The US stock market’s performance since the dark days of April has truly been something to behold. On April 8 the S&P 500 had fallen by 18.9 percent from its previous record high, set on February 19. On April 9, of course, the Trump administration punted its “Liberation Day” tariff plans three months down the road, and the markets took off. By the time that three-month pause came due, on August 1, the blue chip index had risen almost 28 percent from the April 8 low. Good times, if they can be maintained.
What About the Denominator?
But with that stellar price performance comes the usual scrutiny about valuations. This time, the scrutiny is particularly warranted, because valuations by some measures are probing fresh new nosebleed territory. Consider one measure, price to sales (P/S). We tend to like sales as a denominator for valuation ratios versus the more widely used price to earnings (P/E), for the simple reason that there is less room for distortion and accounting chicanery at the top line of the income statement versus the bottom line. So let’s look at the forward (next twelve months) price to sales ratio for the S&P 500, going back a quarter century, all the way back to the peak of dotcom mania at the end of 1999.

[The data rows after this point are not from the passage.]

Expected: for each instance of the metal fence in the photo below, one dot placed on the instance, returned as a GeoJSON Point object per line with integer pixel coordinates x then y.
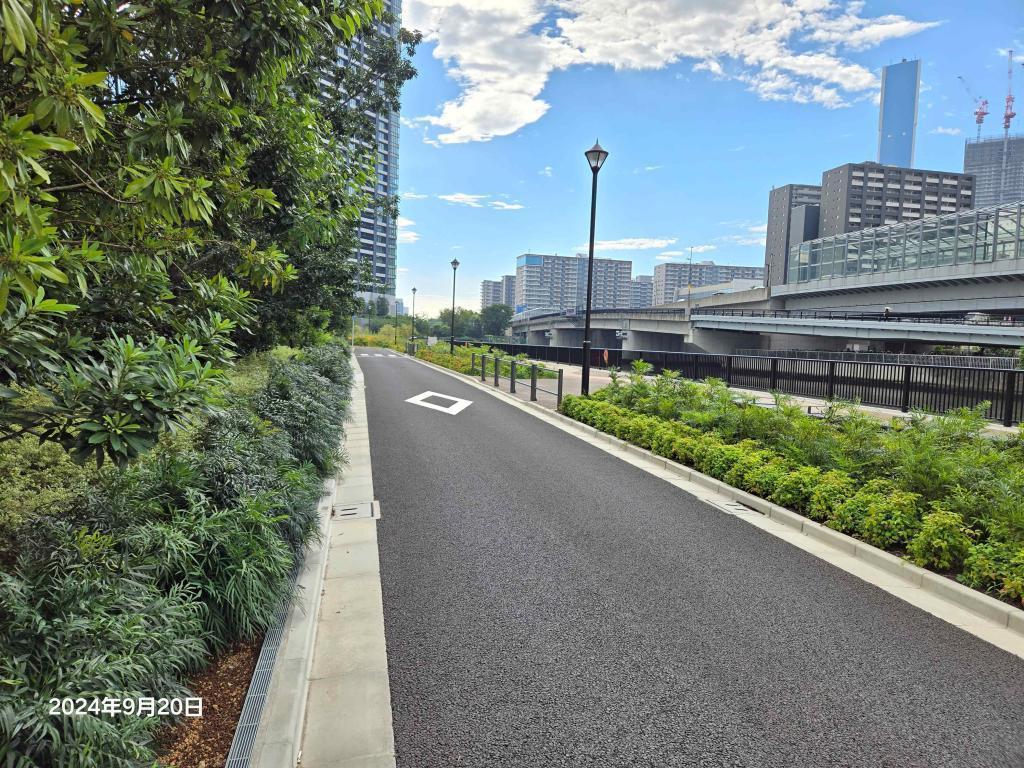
{"type": "Point", "coordinates": [932, 388]}
{"type": "Point", "coordinates": [530, 372]}
{"type": "Point", "coordinates": [956, 360]}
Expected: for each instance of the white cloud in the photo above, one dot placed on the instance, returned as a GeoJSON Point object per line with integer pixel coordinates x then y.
{"type": "Point", "coordinates": [461, 199]}
{"type": "Point", "coordinates": [743, 240]}
{"type": "Point", "coordinates": [502, 52]}
{"type": "Point", "coordinates": [630, 244]}
{"type": "Point", "coordinates": [404, 233]}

On average, investors on August 1 were willing to pay $3.08 on average for every dollar of a company’s revenue, slightly more than the $3.06 they were happy to fork over in early 2000, when the stock market crested ahead of its long, three-year slide during which the S&P 500 lost 49 percent from peak to trough.

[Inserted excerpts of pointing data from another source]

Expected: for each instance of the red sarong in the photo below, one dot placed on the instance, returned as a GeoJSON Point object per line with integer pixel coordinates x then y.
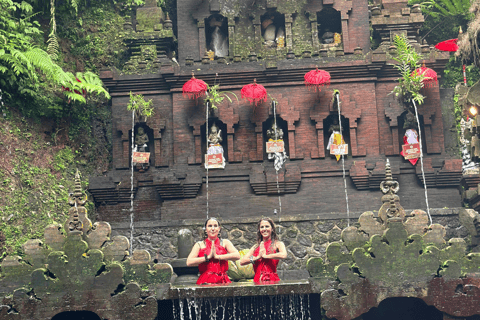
{"type": "Point", "coordinates": [214, 271]}
{"type": "Point", "coordinates": [265, 269]}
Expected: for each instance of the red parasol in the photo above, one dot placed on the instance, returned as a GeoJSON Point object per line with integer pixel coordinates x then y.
{"type": "Point", "coordinates": [451, 45]}
{"type": "Point", "coordinates": [430, 77]}
{"type": "Point", "coordinates": [254, 92]}
{"type": "Point", "coordinates": [316, 78]}
{"type": "Point", "coordinates": [447, 45]}
{"type": "Point", "coordinates": [194, 88]}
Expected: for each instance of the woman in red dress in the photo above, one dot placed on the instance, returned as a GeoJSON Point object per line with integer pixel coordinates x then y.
{"type": "Point", "coordinates": [266, 253]}
{"type": "Point", "coordinates": [212, 263]}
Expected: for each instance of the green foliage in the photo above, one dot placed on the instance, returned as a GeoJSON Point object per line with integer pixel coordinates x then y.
{"type": "Point", "coordinates": [215, 97]}
{"type": "Point", "coordinates": [444, 8]}
{"type": "Point", "coordinates": [92, 38]}
{"type": "Point", "coordinates": [453, 73]}
{"type": "Point", "coordinates": [26, 69]}
{"type": "Point", "coordinates": [141, 107]}
{"type": "Point", "coordinates": [35, 180]}
{"type": "Point", "coordinates": [410, 82]}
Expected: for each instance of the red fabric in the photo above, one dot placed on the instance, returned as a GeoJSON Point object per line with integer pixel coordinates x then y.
{"type": "Point", "coordinates": [194, 88]}
{"type": "Point", "coordinates": [214, 271]}
{"type": "Point", "coordinates": [447, 45]}
{"type": "Point", "coordinates": [265, 269]}
{"type": "Point", "coordinates": [254, 92]}
{"type": "Point", "coordinates": [430, 79]}
{"type": "Point", "coordinates": [316, 78]}
{"type": "Point", "coordinates": [412, 161]}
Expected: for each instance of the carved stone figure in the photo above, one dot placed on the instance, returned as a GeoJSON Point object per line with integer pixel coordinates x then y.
{"type": "Point", "coordinates": [219, 42]}
{"type": "Point", "coordinates": [272, 135]}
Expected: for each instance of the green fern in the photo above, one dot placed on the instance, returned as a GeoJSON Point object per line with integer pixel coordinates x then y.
{"type": "Point", "coordinates": [410, 83]}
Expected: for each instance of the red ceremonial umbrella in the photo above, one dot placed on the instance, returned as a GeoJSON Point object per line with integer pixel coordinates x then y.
{"type": "Point", "coordinates": [254, 92]}
{"type": "Point", "coordinates": [451, 45]}
{"type": "Point", "coordinates": [447, 45]}
{"type": "Point", "coordinates": [194, 88]}
{"type": "Point", "coordinates": [430, 79]}
{"type": "Point", "coordinates": [316, 78]}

Now, before anyone asks, we’re not here to say that history is about to repeat itself. Markets, and history generally, don’t work that way. Still, that is a milestone worth thinking about. The forward P/E ratio, which is what we are looking at here, represents the consensus forecasts of securities research analysts who cover these companies. The forward outlook today is better than it was three months ago; based on the current consensus among analysts covered by FactSet, a market research and analytics company, the outlook for second quarter sales is almost a full percentage point higher than it was four months ago. But those estimates can always change – and as we noted in our commentary last week, the economic picture for the remainder of the year continues to present more questions than answers.
Then there is the Shiller CAPE – the Cyclically Adjusted P/E ratio developed by Yale economist Robert Shiller that presents average real earnings over a ten-year period to smooth out the fluctuations and vagaries of shorter term figures.

The current CAPE ratio of 37.8 is not as high as it was in 2000, when it neared 45. But it is still higher than at any other time since 1881, including the three major earlier secular bull markets that peaked in 1901, 1929 and 1966 respectively.
The Staying Power of Irrational Exuberance
As the time-tested saying goes, the market can stay irrational longer than you can stay solvent. Neither the CAPE nor, for that matter, any other valuation metric has ever been a reliable gauge for timing when to get out of the market and when to double down. The same is true today. The fact that prices are by some measures (e.g., sales) higher than they were at the peak of dot-com mania does not mean that they are due for a crash tomorrow.
In fact, the main driver of US stock price performance for the past couple months is largely the same one that has been driving price performance since the beginning of 2023: the AI narrative. The top two companies in the S&P 500 by market capitalization, Nvidia and Microsoft, make up fifteen percent of the total market cap for the index. The top eight companies, which include the aforementioned two plus Apple, Amazon, Meta Platforms, Broadcom, Alphabet and Tesla, account for 34 percent of total market cap, and all of them in one way or another represent a facet of the AI story. Debates about the practical role of artificial intelligence in the economy versus the theories and the hype abound, but so far the story has weathered a considerable amount of scrutiny without experiencing anything close to a knockout punch.
What investors can do, and what we have been sharing as strategic thinking with our clients this year, is to diversify exposure to US large cap equities away from levels that may have been prudent two years ago but are (in our opinion) less certain today. Non-US asset classes, both equities and fixed income, deserve closer consideration. So, to, do certain nontraditional asset classes. Trying to time the inflection points is a fool’s errand. Patient and careful diversification, we believe, is a better approach for the long term.